私の部屋からは少し離れてはおりますが、問題無いです。

アンドリュー様とバーバラ様と話し合い、日に何回かはアンドリュー様に看病を代わっていただき、バーバラ様に勉強を見ていただくことになりました。
基本はレイの部屋で、看病をしながら自習です。
それ以外の時間は、可能な限り、私はレイの看病をすることになりました。

「レイ…朝だよ…。今日はお天気も良いよ。
起きて一緒に朝ご飯、食べようよ。元気になったらレイが気に入っていたフレンチトーストも作ってあげるよ?」
私は朝昼晩と食事もレイの枕元で食べ、話しかけ、食事の香りもレイに嗅がせたりとかしていました。
それでもレイは一向に目覚める気配がありませんでした。
夕食を食べ、暫くレイに話しかけた後、一旦、入浴のために私が滞在している部屋へ戻りました。
寝支度をし、再びレイの部屋を訪ねました。

あと何日、レイは持つんだろう…。
飲まず食わずは限界があります。
でも本人に生きる意志が無いように見受けられると、今日、やってきたお医者さんには言われてしまいました。

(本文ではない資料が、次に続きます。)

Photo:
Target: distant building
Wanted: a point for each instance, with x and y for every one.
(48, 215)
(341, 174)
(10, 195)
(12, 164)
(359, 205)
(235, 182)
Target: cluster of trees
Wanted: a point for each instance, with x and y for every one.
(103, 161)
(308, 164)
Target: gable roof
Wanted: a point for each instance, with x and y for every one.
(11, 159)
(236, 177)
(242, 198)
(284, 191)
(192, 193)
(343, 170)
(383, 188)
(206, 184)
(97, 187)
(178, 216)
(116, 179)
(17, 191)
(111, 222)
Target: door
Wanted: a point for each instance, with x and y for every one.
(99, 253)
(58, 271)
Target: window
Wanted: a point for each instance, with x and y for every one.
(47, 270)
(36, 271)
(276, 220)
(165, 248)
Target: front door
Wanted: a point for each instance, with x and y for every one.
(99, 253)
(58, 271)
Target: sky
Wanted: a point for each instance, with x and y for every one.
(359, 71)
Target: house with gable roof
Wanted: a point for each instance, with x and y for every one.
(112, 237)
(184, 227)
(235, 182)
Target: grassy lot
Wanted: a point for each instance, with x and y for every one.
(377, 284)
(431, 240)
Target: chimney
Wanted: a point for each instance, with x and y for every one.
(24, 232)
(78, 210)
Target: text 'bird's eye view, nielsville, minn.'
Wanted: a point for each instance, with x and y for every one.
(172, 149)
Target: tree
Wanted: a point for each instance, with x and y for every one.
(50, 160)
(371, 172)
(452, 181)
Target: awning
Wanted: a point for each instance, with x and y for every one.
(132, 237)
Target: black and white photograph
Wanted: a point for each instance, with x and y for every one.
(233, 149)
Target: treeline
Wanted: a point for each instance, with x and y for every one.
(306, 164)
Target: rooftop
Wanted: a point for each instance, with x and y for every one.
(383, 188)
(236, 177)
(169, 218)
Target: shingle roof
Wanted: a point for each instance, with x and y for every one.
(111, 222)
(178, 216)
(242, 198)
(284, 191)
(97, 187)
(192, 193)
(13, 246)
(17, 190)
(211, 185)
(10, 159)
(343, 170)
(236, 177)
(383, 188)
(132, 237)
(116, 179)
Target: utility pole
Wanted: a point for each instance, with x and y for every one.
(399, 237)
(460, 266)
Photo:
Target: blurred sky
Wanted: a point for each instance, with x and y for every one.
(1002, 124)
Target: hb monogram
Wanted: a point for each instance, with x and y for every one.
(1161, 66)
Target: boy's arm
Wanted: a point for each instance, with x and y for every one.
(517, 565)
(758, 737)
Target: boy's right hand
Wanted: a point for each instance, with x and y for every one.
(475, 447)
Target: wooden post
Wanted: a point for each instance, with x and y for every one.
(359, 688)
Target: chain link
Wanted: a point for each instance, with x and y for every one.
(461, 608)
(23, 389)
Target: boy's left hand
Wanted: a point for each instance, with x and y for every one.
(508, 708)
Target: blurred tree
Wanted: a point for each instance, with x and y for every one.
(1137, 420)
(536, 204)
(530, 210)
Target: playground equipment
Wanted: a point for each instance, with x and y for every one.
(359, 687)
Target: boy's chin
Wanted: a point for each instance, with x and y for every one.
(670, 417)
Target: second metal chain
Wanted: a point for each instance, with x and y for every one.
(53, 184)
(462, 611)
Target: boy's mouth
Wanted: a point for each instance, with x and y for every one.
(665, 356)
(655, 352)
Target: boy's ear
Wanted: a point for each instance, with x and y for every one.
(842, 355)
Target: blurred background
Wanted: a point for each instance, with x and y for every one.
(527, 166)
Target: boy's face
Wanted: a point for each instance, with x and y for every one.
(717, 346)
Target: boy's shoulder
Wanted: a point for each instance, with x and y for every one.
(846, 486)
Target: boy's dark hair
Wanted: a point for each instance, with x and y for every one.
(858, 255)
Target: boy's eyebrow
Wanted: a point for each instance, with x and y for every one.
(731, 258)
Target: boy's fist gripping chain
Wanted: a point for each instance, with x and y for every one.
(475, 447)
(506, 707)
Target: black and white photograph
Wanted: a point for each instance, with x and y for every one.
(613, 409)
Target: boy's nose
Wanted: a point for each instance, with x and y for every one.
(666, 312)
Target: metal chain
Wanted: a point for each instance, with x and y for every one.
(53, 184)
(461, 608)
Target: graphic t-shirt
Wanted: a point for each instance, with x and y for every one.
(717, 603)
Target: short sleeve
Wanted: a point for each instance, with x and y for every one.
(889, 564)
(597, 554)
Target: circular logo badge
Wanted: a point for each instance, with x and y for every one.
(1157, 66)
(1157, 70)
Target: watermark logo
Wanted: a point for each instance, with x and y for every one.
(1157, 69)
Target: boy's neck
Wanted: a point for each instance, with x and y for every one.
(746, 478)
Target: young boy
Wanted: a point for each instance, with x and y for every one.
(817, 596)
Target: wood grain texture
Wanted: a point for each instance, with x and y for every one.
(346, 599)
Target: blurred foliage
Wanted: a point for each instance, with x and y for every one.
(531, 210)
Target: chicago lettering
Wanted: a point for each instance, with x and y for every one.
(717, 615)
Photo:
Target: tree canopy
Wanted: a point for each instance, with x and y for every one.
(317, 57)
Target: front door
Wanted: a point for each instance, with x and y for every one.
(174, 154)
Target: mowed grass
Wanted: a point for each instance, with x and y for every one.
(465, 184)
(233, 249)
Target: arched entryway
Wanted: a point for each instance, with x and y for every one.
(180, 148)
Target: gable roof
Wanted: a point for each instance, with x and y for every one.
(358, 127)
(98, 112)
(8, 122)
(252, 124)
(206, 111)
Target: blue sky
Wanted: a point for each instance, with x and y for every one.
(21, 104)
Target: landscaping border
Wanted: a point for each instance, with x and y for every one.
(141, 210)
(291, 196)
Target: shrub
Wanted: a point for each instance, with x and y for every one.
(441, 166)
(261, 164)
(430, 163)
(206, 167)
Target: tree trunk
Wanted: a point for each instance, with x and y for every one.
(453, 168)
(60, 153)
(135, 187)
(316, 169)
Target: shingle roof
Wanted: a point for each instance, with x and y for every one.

「レイ…今日も一日穏やかな日だったね…。明日には目が覚めるかなぁ?
起きてまた一緒に食事をしたり、話したり、一緒に出掛けたりしようよ…ね?」

離れがたくてレイの眠るベッドに顔を伏せてボーっとしていました。
ふと顔を上げて身体を起こし、レイの顔に顔を近付け、言ってみた。
「お姫様は王子様のキスで目が覚めるんだよね。
レイは私のキスで目が覚めてくれないかな?」
そして心を込めて、唇を重ねてみました。
二度三度と繰り返し重ねてみました。
でも目覚めない…。
「駄目か…。レイ…。レイ!レイ!レイ!起きてよぉ!!!」
眠り続けるレイに抱き着き、呼びまくった…。



妹のアンジェリカがリーナに対し、あまりにも酷すぎる事をやってしまったことの責任の一端を負い、私はリーナとの婚約を諦め、公爵家マスターソン家別邸を出て、家へ戻ってきた。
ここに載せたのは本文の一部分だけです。